De omgeving is te kenschetsen als een agrarische woonmilieu. Er komen verschillende agrarische bedrijven voor als ook verschillende (burger)woningen en niet-agrarische bedrijven. Dat is ook te zien op de plankaart van het geldende bestemmingsplan. De directe omgeving van de Boveneind ZZ 25 wordt in planologische zin niet tot het verstedelijkt gebied gerekend. Het plangebied is namelijk gelegen buiten de “rode contour”. Het begrip “bebouwde kom” komt in veel wet- en regelgeving voor en is daarom ook op vele manieren te interpreteren.
De gemeente Lopik heeft er voor gekozen om bij gebrek aan een eenduidige begripsdefinitie, bij de vaststelling van de Geurgebiedsvisie gemeente Lopik en de verordening geurhinder en veehouderij 2008, een aparte kaartbijlage te voegen waarop alle begrenzingen duidelijk zijn weergegeven. Het plangebied valt buiten de begrenzing van de
bebouwde kom zoals aangegeven op deze verbeelding. Inmiddels is er ook de nodige jurisprudentie
over het begrip “bebouwde kom” in relatie tot het geurbeleid bekend.

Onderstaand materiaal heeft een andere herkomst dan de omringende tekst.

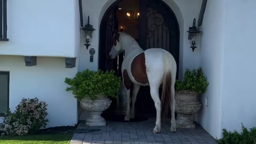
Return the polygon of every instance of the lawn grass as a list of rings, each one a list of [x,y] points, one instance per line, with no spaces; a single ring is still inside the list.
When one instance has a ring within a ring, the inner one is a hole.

Uit de jurisprudentie komt naar voren dat het begrip “bebouwde kom” niet gedefinieerd is in de Wet geurhinder en veehouderij. In de Memorie van Toelichting bij het wetsvoorstel is vermeld:
"De grens van de bebouwde kom wordt niet bepaald door de Wegenverkeerswetgeving, maar evenals in de ruimtelijke ordening door de aard van de omgeving. Binnen een bebouwde kom is de op korte afstand van elkaar gelegen bebouwing geconcentreerd tot een samenhangende structuur."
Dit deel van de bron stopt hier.